Depending on what you're doing, having the round in there to rest on can help it heat more evenly. Sometimes if its long skinny stuff you'll have trouble with it sagging if you leave it in there very long and will want to lay it right on the forge floor.

I've mostly twisted smaller stock, but the way I was shown to do it you bring it to a yellow heat and clamp it just to one side of where you want the twist. Slide a pipe over the area to be twisted (not too snug of a fit) and then use a crescent wrench to twist. You will probably want a T handle of some kind for big stock. The pipe lets you keep a consistent spacing if you are twisting multiple pieces and helps keep the piece straight. Other than that its mainly just a matter of twisting at a consistent speed. Takes a little practice and hopefully somebody better than me will give you some tips.


Yellow is actually a little hot for most forging. You can do it on mild steel but it will be very soft and you will have a lot of scale. Taking it just a little past red to a nice orange will probably give you better results most of the time.

Thanks for the tips. I need all I can get.

tnmike
09-06-2011, 09:26 PM
Try and find an old style monkey wrench and weld an extension to the upper jaw. Works great for twists.

milomilo
09-06-2011, 09:59 PM
Try and find an old style monkey wrench and weld an extension to the upper jaw. Works great for twists.

Do you mean like a 90 degree type cresent type wrench that looks like a pipe wrench without the teeth? Can you give me a little more detail on how it is used and what the extension on the upper jaw is for. Don't mean to sound stupid, but I can't quite gather what you are trying to tell me.

tnmike
09-07-2011, 06:16 AM
Yep youve got the wrench right. Some people call them rail road wrenches. The
extension you weld to the top jaw makes the wrench into a t bar so you can twist the square stock. The extension can be flat bar or round stock. Whatever you have.\\

http://www.worthpoint.com/worthopedia/blacksmith-large-hot-twisting-wrench

milomilo
09-07-2011, 07:42 AM
Yep youve got the wrench right. Some people call them rail road wrenches. The
extension you weld to the top jaw makes the wrench into a t bar so you can twist the square stock. The extension can be flat bar or round stock. Whatever you have.\\

http://www.worthpoint.com/worthopedia/blacksmith-large-hot-twisting-wrench

So the extension on the head is for a handle?

seagiant
09-07-2011, 08:10 AM
Hi,
Here's a good tip! Google ABANA and Rocky Mountain Smiths,sorry my computer does not want to copy links. There should be a local ABANA chapter near you!

Charlie C
09-07-2011, 10:53 AM
The tip about using the left handed monkey wrench is a good one, never thought to do that.
Now dang it I have to see if I can find that wrench.

tnmike
09-07-2011, 11:38 AM
The extension is for a handle yes. It allows you to put even pressure on the workpiece while you are twisting it. You cannot get it straight with the wrench alone.

I see those wrenches at every tractor/engine show I go to.

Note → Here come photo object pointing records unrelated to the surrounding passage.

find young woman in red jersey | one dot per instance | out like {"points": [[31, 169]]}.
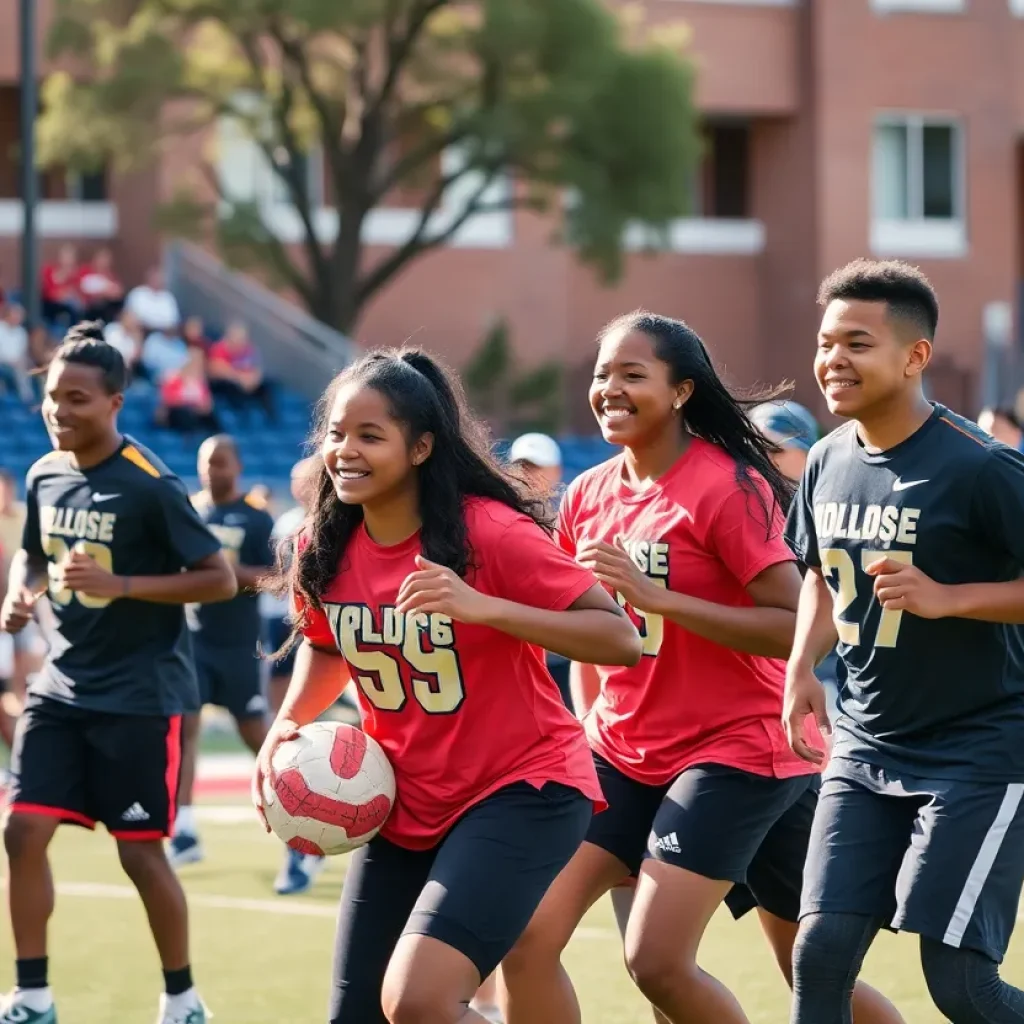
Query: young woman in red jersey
{"points": [[425, 568], [706, 801]]}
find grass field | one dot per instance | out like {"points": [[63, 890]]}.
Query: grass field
{"points": [[261, 960]]}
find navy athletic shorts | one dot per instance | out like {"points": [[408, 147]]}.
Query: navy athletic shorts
{"points": [[475, 891], [230, 678], [717, 821], [86, 766], [940, 858]]}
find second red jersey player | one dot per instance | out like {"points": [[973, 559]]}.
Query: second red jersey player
{"points": [[430, 574], [706, 801]]}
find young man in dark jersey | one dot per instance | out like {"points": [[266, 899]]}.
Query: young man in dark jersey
{"points": [[909, 519], [225, 634], [113, 540]]}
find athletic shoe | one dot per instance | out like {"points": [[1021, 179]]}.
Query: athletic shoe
{"points": [[184, 849], [297, 873], [14, 1011], [184, 1009]]}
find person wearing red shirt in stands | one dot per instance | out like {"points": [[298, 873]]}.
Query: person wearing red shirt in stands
{"points": [[60, 295], [432, 577], [706, 801]]}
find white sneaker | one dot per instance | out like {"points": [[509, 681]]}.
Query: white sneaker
{"points": [[184, 1009]]}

You can use an old pair of vise grips as tongs by the way. You will have to continually hit the quench bucket with them but in a pinch they will work.

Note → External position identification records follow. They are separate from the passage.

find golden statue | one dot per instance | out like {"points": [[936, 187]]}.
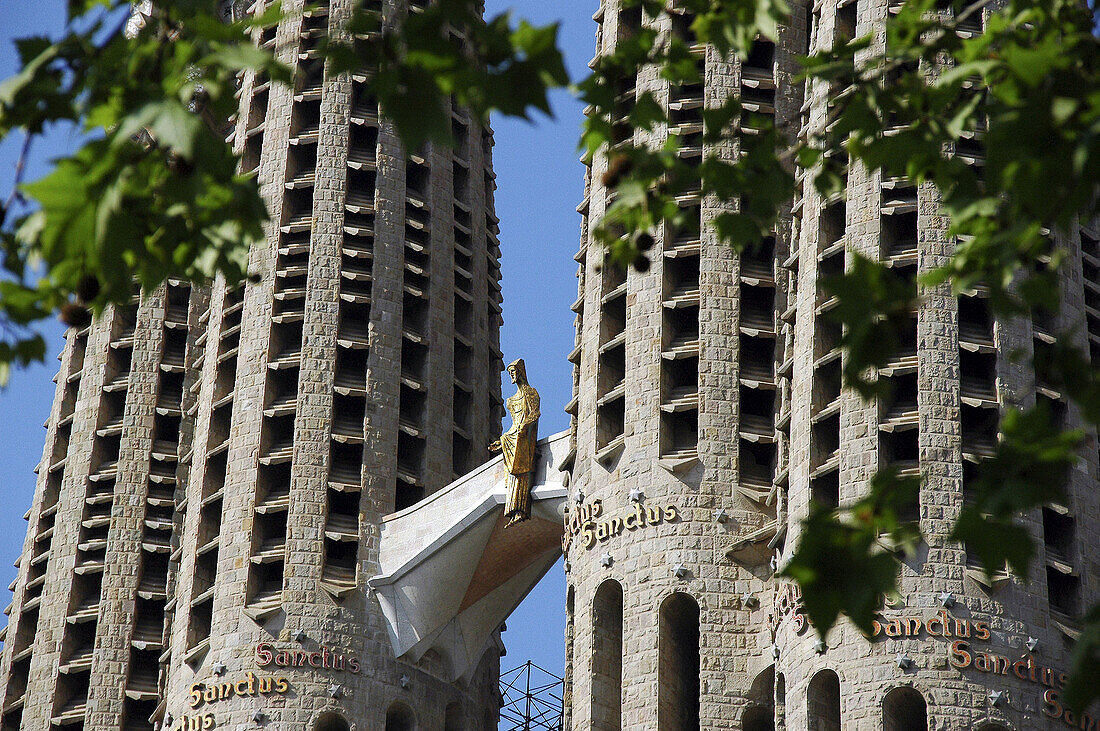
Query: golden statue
{"points": [[517, 444]]}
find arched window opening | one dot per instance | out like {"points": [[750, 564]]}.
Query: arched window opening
{"points": [[400, 718], [903, 709], [331, 722], [823, 701], [452, 718], [760, 713], [607, 657], [678, 664]]}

I would buy a pair of tongs, practice hammering and then make whatever you need when your skill is there.

milomilo
09-08-2011, 03:35 PM
The extension is for a handle yes. It allows you to put even pressure on the workpiece while you are twisting it. You cannot get it straight with the wrench alone.

I see those wrenches at every tractor/engine show I go to.

You can use an old pair of vise grips as tongs by the way. You will have to continually hit the quench bucket with them but in a pinch they will work.

I would buy a pair of tongs, practice hammering and then make whatever you need when your skill is there.

I've got one that was no use to me until now. Thanks.